The study was carried out in the Nkuhlu large-scale, long-term exclosures situated in the southeastern region of the Kruger National Park of South Africa (Figure 1), approximately 18 km from Skukuza (24°59′10″ S, 31°46′24.6″ E). The area receives approximately 550 mm of precipitation on an annual basis and the average temperature is 21.9 °C, with temperatures dropping and rising to an average of 5.7 °C and 32.6 °C during the winter and summer seasons, respectively. The exclosures were established in 2002 on the premise that by virtue of their size, large and tall mammalian herbivores (mainly elephants and giraffes) are the most significant drivers of change and maintenance in environments they inhabit (O’Keefe & Alard 2002; Scogings 2014). They cover roughly 139 ha of land that has been sub-divided into three separate units, namely: (1) full exclosure, a 70 ha fully fenced site where animal entry is prohibited, split into a burnt and unburnt plot (2) partial exclosure, a 44 ha partially fenced site where large and tall animals, particularly elephants and giraffes are not permitted, split into a burnt and unburnt plot (3)open access area (control site), a 25 ha unfenced area where all animals are allowed (Jonsson et al. 2010). No burning takes place in the control site.

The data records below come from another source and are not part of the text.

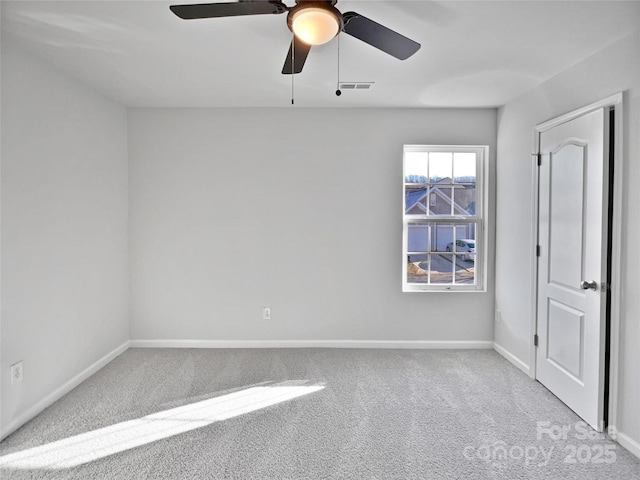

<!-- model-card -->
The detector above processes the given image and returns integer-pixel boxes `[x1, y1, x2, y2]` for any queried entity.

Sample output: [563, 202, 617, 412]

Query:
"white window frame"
[402, 145, 489, 292]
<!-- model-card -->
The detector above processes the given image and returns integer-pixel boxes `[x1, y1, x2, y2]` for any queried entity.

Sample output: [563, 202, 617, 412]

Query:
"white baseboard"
[493, 342, 531, 376]
[0, 340, 129, 440]
[616, 432, 640, 458]
[129, 340, 494, 349]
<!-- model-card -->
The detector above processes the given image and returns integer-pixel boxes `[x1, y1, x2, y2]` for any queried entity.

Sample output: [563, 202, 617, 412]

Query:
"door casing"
[529, 92, 624, 432]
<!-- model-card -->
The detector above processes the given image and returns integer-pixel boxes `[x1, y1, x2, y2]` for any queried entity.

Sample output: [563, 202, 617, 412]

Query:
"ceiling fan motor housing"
[287, 0, 344, 45]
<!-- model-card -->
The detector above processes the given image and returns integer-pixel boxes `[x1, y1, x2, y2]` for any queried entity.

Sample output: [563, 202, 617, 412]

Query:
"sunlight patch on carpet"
[0, 381, 325, 470]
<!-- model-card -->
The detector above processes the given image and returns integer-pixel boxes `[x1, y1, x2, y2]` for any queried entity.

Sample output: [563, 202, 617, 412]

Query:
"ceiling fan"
[169, 0, 420, 74]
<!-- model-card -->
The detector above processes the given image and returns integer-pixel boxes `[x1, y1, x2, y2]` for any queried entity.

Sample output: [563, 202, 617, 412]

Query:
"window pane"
[429, 152, 453, 183]
[407, 253, 429, 283]
[430, 253, 453, 284]
[453, 223, 476, 265]
[404, 185, 427, 215]
[407, 223, 429, 252]
[403, 145, 487, 291]
[429, 184, 453, 216]
[404, 152, 429, 183]
[453, 152, 476, 183]
[453, 185, 476, 216]
[456, 261, 476, 285]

The current study was conducted in the unburnt plots of full exclosure and control site. Nkuhlu exclosures are situated in sloping land that extends from the crest to the Sabie River channel, which is situated on the foot-slope and/or valley bottom (Janecke 2020; O’Keefe & Alard 2002). Soils within the crest and foot-slope vary between shallow sandy soil directly overlying hard granite rock and deep sandy to sandy loam Na-dominated soil, respectively (Khomo & Rogers 2005; Scogings et al. 2014). The World Reference Base (WRB) classifies the shallow sandy soil on the crest as Leptosol, while the South African system (Soil Classification Working Group [SCWG]2018) classifies them as Mispah and shallow Glenrosa. The deep, Na-rich duplex soil on the foot-slope can be classified as Luvisol in the WRB or Oakleaf and Montagu soils according to the South African Soil Classification system (Siebert & Eckhardt 2008). This paper will only consider the crest. According to Scogings, Hjältén and Skarpe (2011), the most common woody species throughout the Kruger National Park, including the crest of Nkuhlu exclosures include: (1) C. apiculatum, (2) Combretum hereroense, (3) G. bicolor, (4) Grewia flavescens, (5) Dichrostachys cinerea and (6) Euclea divinorum. This article only considers the C. apiculatum and G. bicolor species (Figure 2). These two species were selected on the basis that they are among the most abundant in the study area and the fact that their composition and vegetation structure is highly influenced by herbivory (Bakker et al. 2016). Most mammalian herbivores, particularly elephants and giraffes include substantial quantities of C. apiculatum and G. bicolor in their diets by ingesting large amounts as they find them palatable (Seloana et al. 2018). Also, elephants alter the composition and vegetative structure that influences soil properties by congregating under trees, stripping them off and discarding the leaves on the savanna floors.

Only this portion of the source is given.